日本地球惑星科学連合2025年大会

講演情報

[E] 口頭発表

セッション記号 A (大気水圏科学) » A-AS 大気科学・気象学・大気環境

[A-AS06] 大気圏(成層圏・対流圏)過程とその気候への影響

2025年5月27日(火) 10:45 〜 12:15 105 (幕張メッセ国際会議場)

コンビーナ:野口 峻佑(九州大学 理学研究院 地球惑星科学部門)、原田 やよい(気象研究所)、西井 和晃(三重大学大学院生物資源学研究科)、江口 菜穂(九州大学 応用力学研究所)、座長:西井 和晃(三重大学大学院生物資源学研究科)、江口 菜穂(九州大学 応用力学研究所)



11:15 〜 11:30

[AAS06-08] A Convolutional Neural Network for the Detection of Gravity Waves in Satellite Observations and Numerical Simulations

*奥井 晴香1、Corwin Wright1、Peter Berthelemy1、Neil Hindley1、Andrew Barnes1 (1.University of Bath)

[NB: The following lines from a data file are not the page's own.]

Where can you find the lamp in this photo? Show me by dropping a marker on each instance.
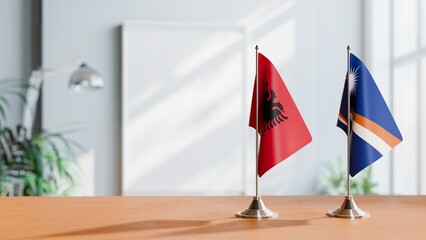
(82, 77)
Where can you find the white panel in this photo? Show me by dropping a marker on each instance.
(406, 116)
(182, 109)
(423, 22)
(377, 52)
(422, 144)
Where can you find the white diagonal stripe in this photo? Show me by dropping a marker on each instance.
(371, 138)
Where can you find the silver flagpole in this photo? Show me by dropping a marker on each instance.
(257, 208)
(348, 209)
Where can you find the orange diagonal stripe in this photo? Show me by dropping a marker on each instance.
(390, 139)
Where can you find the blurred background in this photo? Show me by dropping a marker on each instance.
(172, 117)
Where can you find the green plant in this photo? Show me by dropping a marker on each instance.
(334, 182)
(41, 164)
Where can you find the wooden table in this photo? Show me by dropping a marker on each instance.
(301, 217)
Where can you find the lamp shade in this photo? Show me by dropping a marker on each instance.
(86, 77)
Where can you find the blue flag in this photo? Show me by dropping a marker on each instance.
(373, 130)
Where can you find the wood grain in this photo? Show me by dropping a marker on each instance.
(300, 217)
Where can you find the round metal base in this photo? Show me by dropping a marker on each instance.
(257, 209)
(349, 209)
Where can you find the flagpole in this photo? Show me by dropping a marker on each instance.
(348, 119)
(257, 208)
(257, 122)
(348, 209)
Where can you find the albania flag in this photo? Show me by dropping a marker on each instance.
(282, 129)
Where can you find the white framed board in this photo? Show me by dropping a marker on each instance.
(184, 116)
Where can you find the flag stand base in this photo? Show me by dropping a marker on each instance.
(257, 209)
(348, 209)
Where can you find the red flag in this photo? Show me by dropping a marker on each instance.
(281, 127)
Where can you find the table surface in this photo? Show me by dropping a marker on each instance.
(300, 217)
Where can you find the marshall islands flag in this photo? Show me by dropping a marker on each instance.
(373, 131)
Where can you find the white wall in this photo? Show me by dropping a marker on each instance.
(15, 47)
(305, 39)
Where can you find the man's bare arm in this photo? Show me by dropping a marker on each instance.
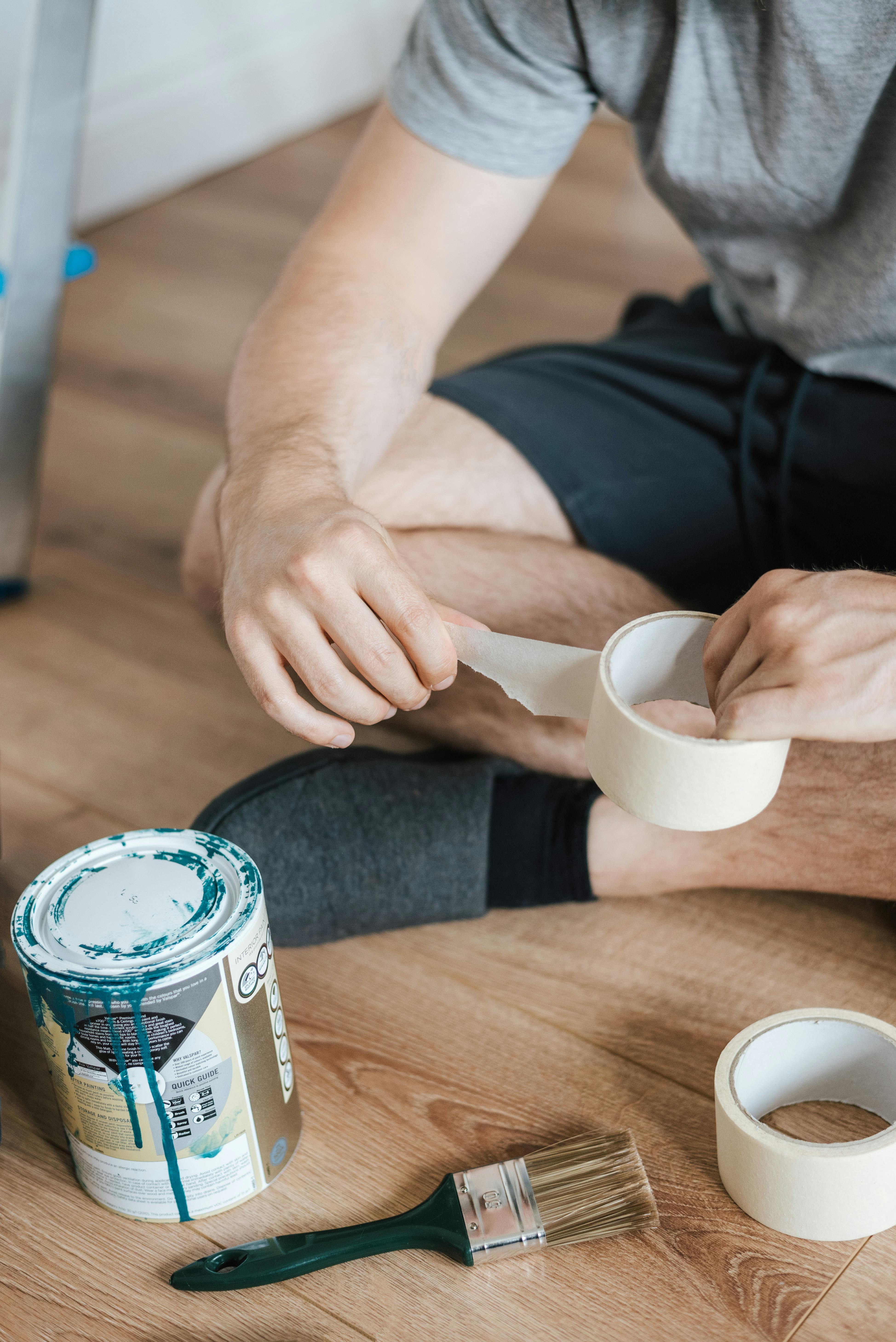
(340, 353)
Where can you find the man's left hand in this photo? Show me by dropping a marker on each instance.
(807, 655)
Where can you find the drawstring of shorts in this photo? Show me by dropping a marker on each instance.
(748, 474)
(785, 469)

キーワード:大気重力波、機械学習、衛星観測、大気大循環モデル

Observation-model comparisons of atmospheric gravity waves are crucial for evaluating the accuracy of general circulation model (GCM) simulations particularly in the middle atmosphere and for comprehensively understanding gravity wave characteristics. However, observational noise often obscures these waves, complicating such comparisons. To address this issue, we developed a gravity wave detection method using a convolutional neural network (CNN) for semantic segmentation. The CNN is trained on temperature measurements from the Atmospheric Infrared Sounder (AIRS) with labels indicating the presence or absence of waves based on the detection method proposed by Berthelemy et al. (2025, in review). Their original approach relies on detecting discontinuities in horizontal wavelengths caused by observational noise. In contrast, the CNN provides consistent results even when applied to smoothly-varying model data. Using this method, we conduct a multi-year comparison of stratospheric gravity waves in boreal winters between AIRS observations and a high-top gravity-wave-permitting GCM, JAGUAR.